Вздохнув от стыда, я сжала свое стеганое одеяло в руках и смахнула слезы.
Почему он? Кто угодно, только, бл*дь, не он!
Ты не можешь сделать это, Талия. Ты не можешь быть с ним. Ты не можешь хотеть такого! Я ругала себя. Не в силах больше сидеть в этой чертовой комнате, прячась, уклоняясь от подавляющей тяги к человеку в подвале, я спрыгнула с кровати. Приняла душ и оделась, все время прокручивая сон прошлой ночи в своей голове. Я подумала о бабушке, и вина еще крепче укоренилась. Ей было бы так стыдно за меня. За меня! За свою любимицу. Я знала, что подвела ее. А я не имела права, черт возьми, подводить ее.
Спустившись по лестнице, я добралась до кухни, нервно убирая волосы с лица. Мои руки дрожали, а ноги имели консистенцию желе.
«Просто дыши, — приказала я себе. — Сделай глубокий вдох, закрой глаза и дыши».
Я вздохнула. Закрыла глаза. Но все, что я видела, когда мои веки закрывались, был он. Его большое тело с оливковой кожей, его длинные черные волосы и эти зеленые глаза. Те душевные зеленые глаза, которые смотрели на меня так, словно он мог читать мои мысли, говорить прямо с моей душой.
Дрожь вспыхнула под моей кожей при воспоминании о его накачанном теле, о тех трех родинках возле его левого глаза, которые заставили меня забыться в нем.
Я снова открыла глаза, моя рука сместилась к моей любимой драгоценной цепочке, и я почувствовала, как мои глаза снова пронзила боль предательства.
Я должна забыть о нем.
Он не мой, чтобы быть его. Он не мог быть моим.
Это была глупая наивная одержимость.
Порывы зимнего ветра ударяли по окнам дома, пока я неподвижно стояла в центре огромной кухни. Ветер выл и свистел, и мои руки сжались в кулаки, гнев забурлил в венах, и со всей силы я ударила по гранитной столешнице.

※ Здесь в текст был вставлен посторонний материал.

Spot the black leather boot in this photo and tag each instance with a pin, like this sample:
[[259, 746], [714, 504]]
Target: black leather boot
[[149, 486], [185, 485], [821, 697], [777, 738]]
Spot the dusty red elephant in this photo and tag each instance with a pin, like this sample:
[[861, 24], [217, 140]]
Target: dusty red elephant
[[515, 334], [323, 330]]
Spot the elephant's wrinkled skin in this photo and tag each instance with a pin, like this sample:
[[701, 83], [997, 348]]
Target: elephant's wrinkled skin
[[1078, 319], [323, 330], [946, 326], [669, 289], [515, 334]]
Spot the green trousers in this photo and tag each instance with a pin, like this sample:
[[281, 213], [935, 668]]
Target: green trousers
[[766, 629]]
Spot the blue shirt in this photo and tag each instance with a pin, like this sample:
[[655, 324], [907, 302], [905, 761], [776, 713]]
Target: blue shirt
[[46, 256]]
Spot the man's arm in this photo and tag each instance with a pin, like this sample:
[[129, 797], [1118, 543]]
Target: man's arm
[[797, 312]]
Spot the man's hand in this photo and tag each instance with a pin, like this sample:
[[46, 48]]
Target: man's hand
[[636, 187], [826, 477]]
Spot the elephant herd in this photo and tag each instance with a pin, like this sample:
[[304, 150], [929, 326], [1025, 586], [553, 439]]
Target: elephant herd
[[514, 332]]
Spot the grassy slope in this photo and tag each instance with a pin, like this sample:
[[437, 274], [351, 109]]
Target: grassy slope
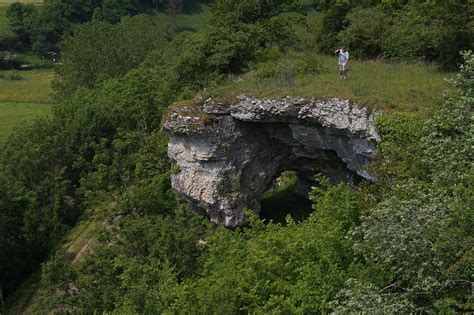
[[23, 100], [3, 12], [387, 86], [34, 86], [14, 114]]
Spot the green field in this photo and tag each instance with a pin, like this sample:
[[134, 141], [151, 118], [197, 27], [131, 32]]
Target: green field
[[15, 114], [412, 87], [33, 86]]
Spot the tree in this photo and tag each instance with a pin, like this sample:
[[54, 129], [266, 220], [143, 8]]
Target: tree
[[99, 51], [174, 8]]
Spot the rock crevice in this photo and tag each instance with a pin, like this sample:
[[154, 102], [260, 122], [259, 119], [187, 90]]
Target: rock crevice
[[228, 156]]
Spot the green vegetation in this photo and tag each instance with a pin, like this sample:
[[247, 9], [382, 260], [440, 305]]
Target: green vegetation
[[187, 21], [15, 114], [85, 194], [378, 85], [33, 86]]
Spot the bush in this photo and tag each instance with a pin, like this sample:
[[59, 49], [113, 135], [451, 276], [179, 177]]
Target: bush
[[365, 32], [9, 61]]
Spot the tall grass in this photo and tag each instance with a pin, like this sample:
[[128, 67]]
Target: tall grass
[[412, 87], [15, 114]]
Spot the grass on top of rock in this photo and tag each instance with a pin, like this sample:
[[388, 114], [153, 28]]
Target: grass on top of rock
[[388, 86]]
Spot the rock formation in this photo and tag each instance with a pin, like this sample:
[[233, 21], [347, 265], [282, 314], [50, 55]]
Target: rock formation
[[227, 156]]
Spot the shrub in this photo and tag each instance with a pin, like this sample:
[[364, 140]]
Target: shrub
[[9, 61]]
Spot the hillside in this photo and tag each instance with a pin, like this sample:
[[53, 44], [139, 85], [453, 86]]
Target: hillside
[[206, 158]]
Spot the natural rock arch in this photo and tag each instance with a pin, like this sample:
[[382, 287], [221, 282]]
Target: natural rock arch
[[228, 156]]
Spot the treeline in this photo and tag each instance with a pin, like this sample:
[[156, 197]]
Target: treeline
[[40, 27], [403, 244]]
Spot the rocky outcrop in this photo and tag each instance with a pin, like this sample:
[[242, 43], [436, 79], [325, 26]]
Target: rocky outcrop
[[228, 155]]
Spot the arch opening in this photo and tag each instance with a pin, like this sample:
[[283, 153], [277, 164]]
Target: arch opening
[[288, 195]]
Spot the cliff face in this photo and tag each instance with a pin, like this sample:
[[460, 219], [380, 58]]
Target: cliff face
[[228, 156]]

Я тяжело дышала, не обращая внимания на пульсацию моей теперь травмированной руки, пытаясь избавиться от влечения к этому чертовому мужчине. Но чем больше я пыталась изгнать его образ из головы, тем более отчетливыми становились его черты. Каждый его дюйм совершенно отчетливо поселился в моем сознании.

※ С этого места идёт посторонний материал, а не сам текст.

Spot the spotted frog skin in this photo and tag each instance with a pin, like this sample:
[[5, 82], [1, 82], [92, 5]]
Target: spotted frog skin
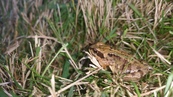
[[119, 62]]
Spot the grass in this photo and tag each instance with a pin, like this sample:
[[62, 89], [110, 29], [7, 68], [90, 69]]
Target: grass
[[42, 43]]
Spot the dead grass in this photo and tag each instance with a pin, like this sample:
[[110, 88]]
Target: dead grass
[[42, 42]]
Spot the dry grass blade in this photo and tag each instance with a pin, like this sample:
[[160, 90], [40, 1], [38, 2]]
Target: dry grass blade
[[161, 57], [76, 82]]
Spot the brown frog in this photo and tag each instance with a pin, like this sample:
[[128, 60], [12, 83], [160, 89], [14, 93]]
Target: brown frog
[[119, 62]]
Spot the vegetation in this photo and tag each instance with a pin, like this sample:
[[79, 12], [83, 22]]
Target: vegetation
[[42, 42]]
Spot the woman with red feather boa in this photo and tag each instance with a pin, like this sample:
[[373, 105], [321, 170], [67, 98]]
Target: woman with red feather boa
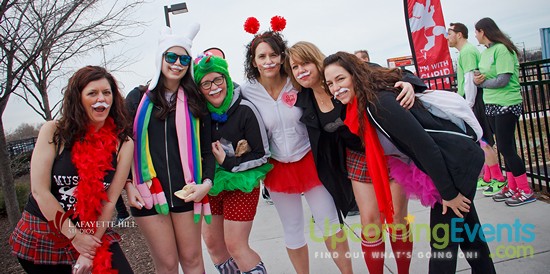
[[78, 169]]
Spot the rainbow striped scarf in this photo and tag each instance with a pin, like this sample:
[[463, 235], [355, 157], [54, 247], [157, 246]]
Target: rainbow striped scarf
[[145, 177]]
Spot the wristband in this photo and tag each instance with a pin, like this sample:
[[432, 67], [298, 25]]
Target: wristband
[[207, 181]]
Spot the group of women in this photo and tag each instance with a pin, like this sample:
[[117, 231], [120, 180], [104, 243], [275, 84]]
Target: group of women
[[305, 124]]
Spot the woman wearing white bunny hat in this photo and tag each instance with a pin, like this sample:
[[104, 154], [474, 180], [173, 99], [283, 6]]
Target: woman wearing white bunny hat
[[170, 139]]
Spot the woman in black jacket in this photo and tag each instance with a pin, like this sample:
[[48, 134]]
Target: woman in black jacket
[[323, 118], [448, 156]]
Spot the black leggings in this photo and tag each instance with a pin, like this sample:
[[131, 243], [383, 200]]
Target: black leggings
[[475, 249], [504, 127], [119, 263]]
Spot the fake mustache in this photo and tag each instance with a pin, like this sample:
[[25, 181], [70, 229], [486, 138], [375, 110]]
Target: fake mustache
[[176, 67], [303, 74], [340, 91], [272, 65], [101, 104], [216, 91]]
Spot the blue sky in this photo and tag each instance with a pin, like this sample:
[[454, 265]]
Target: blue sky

Обернувшись, я попыталась найти в комнате хоть какое-то отвлечение. Мои мышцы дрожали, как у наркоманки, пытаясь избежать их следующего решения. Мое сознание твердило, чтобы я не спускалась и не встречалась с ним снова, не сдаваться. Мое сознание велело мне не ходить в комнату охраны и не проверять его на мониторе видеонаблюдения подвала.